Но какое отношение все это имеет к Штирлицу? Самое прямое, поскольку в мире, живущем по законам разведки и сыска, нельзя оказаться вообще вне процессов слежения. Штирлиц часть этого мира. Он неоднократно становится объектом наблюдения, ведет себя именно с расчетом на ведущееся подслушивание и возможный зрительный контроль.
И он же – субъект подсматривания не ради политических целей, а ради самого себя.
Одна из главных сцен фильма, в третьей серии, – свидание с женой в кабачке «Elefant». Оно начинается как подсматривание Штирлица за своей собственной жизнью и как исключительно зрительный контакт с женой – встреча, которая не должна привлекать внимание, не имеет права быть запоминающейся для окружающих. «Штирлиц часто заходил в этот подвальчик под названием „Elefant“. Он, наверно, уже сам не помнил, почему так случилось. Это было десять лет назад. Ему предстояла Испания. Он не знал этого. Но московское командование, зная об этом, устроило ему здесь, в этом кабачке, встречу с женой», – начинает историю закадровый голос. Сцена свидания подается, стало быть, как воспоминание, даже не очень понятно, кому принадлежащее. Скорее, это память автора о полузабытом и погребенном в недрах сознания Штирлица мучительном и прекрасном моменте.

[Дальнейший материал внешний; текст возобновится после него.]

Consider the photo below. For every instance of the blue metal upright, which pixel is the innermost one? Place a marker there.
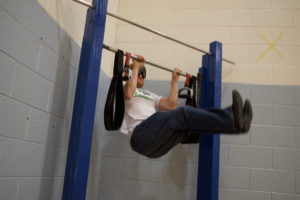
(209, 148)
(76, 175)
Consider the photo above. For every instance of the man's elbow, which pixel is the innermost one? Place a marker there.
(128, 96)
(172, 107)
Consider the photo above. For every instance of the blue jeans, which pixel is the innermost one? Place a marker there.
(159, 133)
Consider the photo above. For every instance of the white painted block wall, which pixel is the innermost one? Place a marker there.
(39, 64)
(38, 72)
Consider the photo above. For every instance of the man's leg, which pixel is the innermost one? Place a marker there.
(159, 133)
(162, 131)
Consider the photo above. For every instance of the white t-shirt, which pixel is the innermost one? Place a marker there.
(141, 106)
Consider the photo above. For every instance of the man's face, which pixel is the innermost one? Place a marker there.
(140, 81)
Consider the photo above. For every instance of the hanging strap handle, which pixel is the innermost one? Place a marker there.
(115, 98)
(126, 67)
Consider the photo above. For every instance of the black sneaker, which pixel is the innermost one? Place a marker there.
(237, 108)
(247, 116)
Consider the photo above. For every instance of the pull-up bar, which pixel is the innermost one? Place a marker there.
(152, 31)
(147, 62)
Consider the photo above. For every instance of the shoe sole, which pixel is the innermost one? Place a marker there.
(249, 112)
(237, 108)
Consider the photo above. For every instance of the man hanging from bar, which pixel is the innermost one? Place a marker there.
(154, 125)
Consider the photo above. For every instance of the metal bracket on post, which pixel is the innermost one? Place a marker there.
(209, 148)
(77, 167)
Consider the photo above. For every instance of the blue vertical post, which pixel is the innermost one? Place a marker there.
(209, 148)
(76, 175)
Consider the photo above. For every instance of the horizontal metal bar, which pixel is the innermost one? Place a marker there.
(147, 62)
(164, 36)
(153, 31)
(88, 4)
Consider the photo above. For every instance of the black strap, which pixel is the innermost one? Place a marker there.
(115, 97)
(193, 98)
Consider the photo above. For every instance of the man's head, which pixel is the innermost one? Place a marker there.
(141, 77)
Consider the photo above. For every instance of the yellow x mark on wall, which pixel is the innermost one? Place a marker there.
(271, 46)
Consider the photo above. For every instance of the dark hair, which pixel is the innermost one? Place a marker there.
(142, 71)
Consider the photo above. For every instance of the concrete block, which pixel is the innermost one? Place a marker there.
(272, 180)
(276, 136)
(117, 189)
(273, 17)
(182, 153)
(232, 17)
(18, 42)
(279, 196)
(247, 195)
(35, 19)
(8, 68)
(251, 74)
(49, 64)
(60, 103)
(262, 114)
(185, 174)
(292, 4)
(55, 69)
(252, 157)
(8, 188)
(297, 18)
(209, 34)
(31, 88)
(222, 194)
(113, 146)
(211, 4)
(250, 4)
(54, 36)
(35, 188)
(286, 74)
(17, 8)
(170, 191)
(234, 178)
(296, 52)
(273, 95)
(242, 54)
(127, 33)
(244, 90)
(290, 36)
(297, 95)
(193, 17)
(298, 182)
(250, 35)
(46, 129)
(175, 4)
(286, 159)
(224, 154)
(297, 136)
(19, 158)
(286, 115)
(190, 192)
(53, 162)
(149, 190)
(141, 170)
(13, 118)
(235, 139)
(285, 57)
(110, 167)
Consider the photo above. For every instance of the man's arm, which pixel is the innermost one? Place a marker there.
(171, 102)
(130, 86)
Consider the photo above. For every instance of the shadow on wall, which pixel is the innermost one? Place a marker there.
(54, 159)
(122, 172)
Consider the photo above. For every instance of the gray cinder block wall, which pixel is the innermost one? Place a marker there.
(263, 164)
(38, 71)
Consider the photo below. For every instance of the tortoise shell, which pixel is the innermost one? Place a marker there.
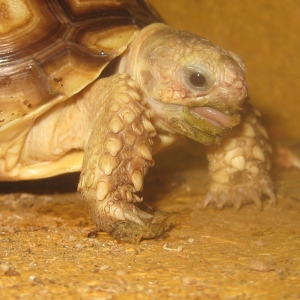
(50, 50)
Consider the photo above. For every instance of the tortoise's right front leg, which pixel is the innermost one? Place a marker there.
(117, 158)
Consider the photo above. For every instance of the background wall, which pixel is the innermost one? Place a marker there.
(266, 35)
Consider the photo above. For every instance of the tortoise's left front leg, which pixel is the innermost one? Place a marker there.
(239, 166)
(116, 160)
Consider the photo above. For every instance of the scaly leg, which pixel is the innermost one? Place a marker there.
(117, 158)
(239, 166)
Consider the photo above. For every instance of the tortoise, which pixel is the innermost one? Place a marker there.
(100, 86)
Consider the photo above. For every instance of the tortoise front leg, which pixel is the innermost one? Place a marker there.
(239, 166)
(116, 160)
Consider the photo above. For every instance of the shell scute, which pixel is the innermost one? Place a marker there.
(50, 50)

«Семнадцать мгновений весны» (1973), реж. Татьяна Лиознова
Пока этот момент транслируется, Штирлиц, судя по всему, подключается к авторской рефлексии. И, вернувшись мыслями в настоящее, мрачно смотрит на Габи (Светлана Светличная), которая тоже сидит в кабачке и строчит на машинке профашисткую оптимистичную статью, «свою чудную статейку», как сказала бы фрау Заурих. Габи красива, и даже чем-то похожа на жену Штирлица, а главное – она сидит удобно для наблюдения. Но она не та женщина, на которую Штирлиц хочет смотреть и которая ему нужна. Потому его взгляд жесток и почти зол. А подойдя к Габи, герой почти теряет самообладание и довольно грубо отвечает на предложение поиграть в шахматы вместо ушедшей фрау Заурих: «Габи, как шахматный партнер вы меня не интересуете». Если считать, что самообладание есть главное человеческое кредо Штирлица, именно тут происходит «почти провал».
Невозможно раз в десять лет украдкой созерцать часть своей собственной жизни, которая фактически уже давно существует отдельно и недосягаемо. Десять лет назад собственная приватность стала для Штирлица потайным зрелищем посреди многолюдного гама кабака. Привычка смотреть на чужую приватность потаенно, незаметно – как и на свою приватность – уже вошла в психологию героя.